Periodic Reporting for period 1 - MELTDYN (Understanding the melting dynamics in turbulent flows)

Reporting period: 2022-05-01 to 2024-10-31

One of the major challenges in modelling climate change is to accurately predict the melting rate of icebergs and glacier, as this is connected to the albedo, the ocean currents, and ocean level. Current predictions for the melting of glaciers can be off by a factor of 100, and different melting models show inconsistencies—no general consensus of the cryospheric modeling has been reached yet.

The difficulties in describing the entire melting process stems from its multiscale nature (micrometers to kilometers) and the interaction between thermal, solutal, and viscous boundary layers and their complex interplay with the continuously reshaping (due to melting) boundary. To add, it is commonly believed that melting always smooths the shape. However, from examples in nature and from theoretical analysis, it is clear that flows around melting objects can create a rough (dimpled or 'scalloped') surface, dramatically increasing the difficulty of accurate predictions due to the complicated shape-flow interplay.

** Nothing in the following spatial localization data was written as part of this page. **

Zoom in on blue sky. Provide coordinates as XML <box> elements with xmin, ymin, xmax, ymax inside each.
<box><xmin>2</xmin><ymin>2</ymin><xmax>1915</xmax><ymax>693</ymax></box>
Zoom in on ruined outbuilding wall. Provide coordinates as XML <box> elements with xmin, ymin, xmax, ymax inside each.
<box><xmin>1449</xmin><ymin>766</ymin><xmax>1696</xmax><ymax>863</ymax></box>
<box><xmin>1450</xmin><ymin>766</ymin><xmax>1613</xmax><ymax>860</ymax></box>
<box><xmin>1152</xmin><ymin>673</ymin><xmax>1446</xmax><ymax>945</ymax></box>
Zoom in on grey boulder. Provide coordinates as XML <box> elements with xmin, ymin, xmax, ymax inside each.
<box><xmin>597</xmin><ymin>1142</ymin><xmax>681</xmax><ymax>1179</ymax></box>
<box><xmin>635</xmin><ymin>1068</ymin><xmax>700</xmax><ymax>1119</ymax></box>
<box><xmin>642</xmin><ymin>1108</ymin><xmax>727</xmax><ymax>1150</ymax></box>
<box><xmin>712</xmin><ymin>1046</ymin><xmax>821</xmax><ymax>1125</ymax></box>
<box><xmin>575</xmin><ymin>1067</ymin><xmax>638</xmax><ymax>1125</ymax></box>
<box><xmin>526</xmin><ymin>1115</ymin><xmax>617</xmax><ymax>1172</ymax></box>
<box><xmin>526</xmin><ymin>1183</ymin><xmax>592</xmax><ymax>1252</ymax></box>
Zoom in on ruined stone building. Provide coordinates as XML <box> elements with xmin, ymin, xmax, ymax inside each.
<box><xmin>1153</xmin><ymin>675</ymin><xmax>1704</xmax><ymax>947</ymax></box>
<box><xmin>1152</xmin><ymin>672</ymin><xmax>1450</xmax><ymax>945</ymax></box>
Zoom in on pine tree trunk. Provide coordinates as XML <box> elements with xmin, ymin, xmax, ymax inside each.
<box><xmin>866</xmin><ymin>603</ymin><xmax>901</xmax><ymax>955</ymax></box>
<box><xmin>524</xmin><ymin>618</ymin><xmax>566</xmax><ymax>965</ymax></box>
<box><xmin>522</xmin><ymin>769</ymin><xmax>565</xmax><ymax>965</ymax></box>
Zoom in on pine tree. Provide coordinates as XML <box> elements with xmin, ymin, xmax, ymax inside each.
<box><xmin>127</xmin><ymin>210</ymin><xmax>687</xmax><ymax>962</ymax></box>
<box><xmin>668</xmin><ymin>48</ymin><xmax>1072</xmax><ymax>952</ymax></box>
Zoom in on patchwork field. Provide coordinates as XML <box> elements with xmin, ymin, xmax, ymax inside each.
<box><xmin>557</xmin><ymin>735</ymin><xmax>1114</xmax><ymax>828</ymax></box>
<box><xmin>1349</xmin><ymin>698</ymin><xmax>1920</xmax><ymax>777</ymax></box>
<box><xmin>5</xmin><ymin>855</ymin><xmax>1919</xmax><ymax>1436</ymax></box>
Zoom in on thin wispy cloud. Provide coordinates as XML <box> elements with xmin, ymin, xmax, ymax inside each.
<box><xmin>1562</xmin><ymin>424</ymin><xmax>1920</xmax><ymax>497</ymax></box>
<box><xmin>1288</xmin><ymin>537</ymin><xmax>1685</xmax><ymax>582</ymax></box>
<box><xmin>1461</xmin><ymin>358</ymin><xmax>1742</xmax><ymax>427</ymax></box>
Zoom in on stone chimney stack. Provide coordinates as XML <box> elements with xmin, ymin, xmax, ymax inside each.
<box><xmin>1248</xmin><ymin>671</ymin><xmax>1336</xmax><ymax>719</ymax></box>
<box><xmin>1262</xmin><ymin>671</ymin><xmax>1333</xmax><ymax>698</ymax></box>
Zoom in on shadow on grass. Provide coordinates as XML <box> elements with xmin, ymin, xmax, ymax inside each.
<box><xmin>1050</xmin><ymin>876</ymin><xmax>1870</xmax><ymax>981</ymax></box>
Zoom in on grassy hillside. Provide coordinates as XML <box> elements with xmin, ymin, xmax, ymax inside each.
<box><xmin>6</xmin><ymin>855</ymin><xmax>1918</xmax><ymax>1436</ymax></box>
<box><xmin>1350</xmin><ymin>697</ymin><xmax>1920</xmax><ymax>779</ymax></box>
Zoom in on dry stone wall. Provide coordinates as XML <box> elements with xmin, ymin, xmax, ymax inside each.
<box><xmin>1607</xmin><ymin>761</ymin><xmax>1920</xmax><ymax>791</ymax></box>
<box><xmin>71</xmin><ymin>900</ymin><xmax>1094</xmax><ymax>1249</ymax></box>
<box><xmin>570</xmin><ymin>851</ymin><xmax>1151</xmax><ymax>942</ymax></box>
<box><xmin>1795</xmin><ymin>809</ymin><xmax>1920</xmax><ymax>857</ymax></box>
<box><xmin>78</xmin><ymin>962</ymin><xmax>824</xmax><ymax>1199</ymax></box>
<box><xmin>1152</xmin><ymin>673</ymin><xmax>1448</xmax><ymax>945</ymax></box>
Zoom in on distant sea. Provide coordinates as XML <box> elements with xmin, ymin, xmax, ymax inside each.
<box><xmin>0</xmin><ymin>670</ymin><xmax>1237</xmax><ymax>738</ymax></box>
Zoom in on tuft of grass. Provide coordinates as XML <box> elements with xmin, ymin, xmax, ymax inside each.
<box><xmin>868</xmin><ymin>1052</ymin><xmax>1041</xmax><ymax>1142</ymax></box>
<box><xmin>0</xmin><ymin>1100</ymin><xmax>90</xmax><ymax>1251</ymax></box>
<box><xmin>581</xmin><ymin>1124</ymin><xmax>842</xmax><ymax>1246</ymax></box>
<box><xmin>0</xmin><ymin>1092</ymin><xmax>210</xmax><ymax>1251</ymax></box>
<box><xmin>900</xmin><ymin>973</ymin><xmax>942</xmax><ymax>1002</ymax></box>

The complexity of such a system is immense. The heat-flux (describing the melting rate) depends on many factors and fully simulating the entire process using computers is not possible for the foreseeable future. The best one can do is to either study select naturally-occurring instances of icebergs and glaciers by means of field measurements—with its concomitants imperfections and uncontrollabilities—or to do the largest-attainable well-controlled experiments in the laboratory and to use the latest direct numerical simulations, to understand the fundamental underlying mechanisms, and from that predict to larger scales. This bottom-up approach has been highly successful in pipe and wind-tunnel flows, thermal convection, and rotating turbulence, and we believe this approach will also be successful here, and will allow us to predict transitions and scaling so desperately needed to predict these types of processes.

The aim of this research is therefore to investigate the effect of roughness on the melting process. And we investigate this using well-controlled laboratory experiments complemented by direct numerical computer simulations of these problems.
We have been successfully able to 1. measure the morphology of a melting ice block melting in fresh, but also in a saline environment using time-resolved 3D profilometry. Revealing intricate structure not yet measured before. 2. We have set up planar induced laser-induced fluorescence and were able to measure temperature fields around melting objects. We will now further improve this technique with multiple colors to further improve the accuracy—specifically to allow for varying dye concentration inside the (diluted) melt water. 3. We have modified the AFiD code and the geometry of a flat plate over which a pressure-driven flow occurs has been implemented. We also observe that the surface becomes non-flat, and we see pattern formation. Further increase in the driving should allow for the observation of so-called scalloping. 4. Using the same AFiD we also got interested in collective effects of melting. The proximity of other melting objects can advance or hinder the melting of neighbouring objects. And we obtained surprising, unexpected results that is likely way more important than we had anticipated. 5. The water tunnel has been modified to allow for frozen ice objects to be inserted into the flowing water to melt under the influence of a turbulent flow. We will soon combine these with morphology measurements and laser-induces fluorescence measurements to extract the details of the melting dynamics. 6. The homogeneous-isotropic turbulence facility (the dodecahedron facility) has been modified to allow the insertion of frozen objects while in operation. The first measurement reveal a constant melting rate, independent of the size of the remaining ice, as the turbulence is so strong that it fully mixes the melt water around the object.
We hope to further investigate the melting process, and more specifically, characterize the local melting rate (in terms of local Nusselt numbers) as a function of the surface morphology, the salinity, and the effect of neighbouring objects. We can then compare this with the melt rate for the case that the surface is flat and see how much faster or slower the objects melt. When we get these data this can then be used by climate modelers (for glaciers and icebergs) to better predict their melt rates.
Appearance of morphology of a melting ice block.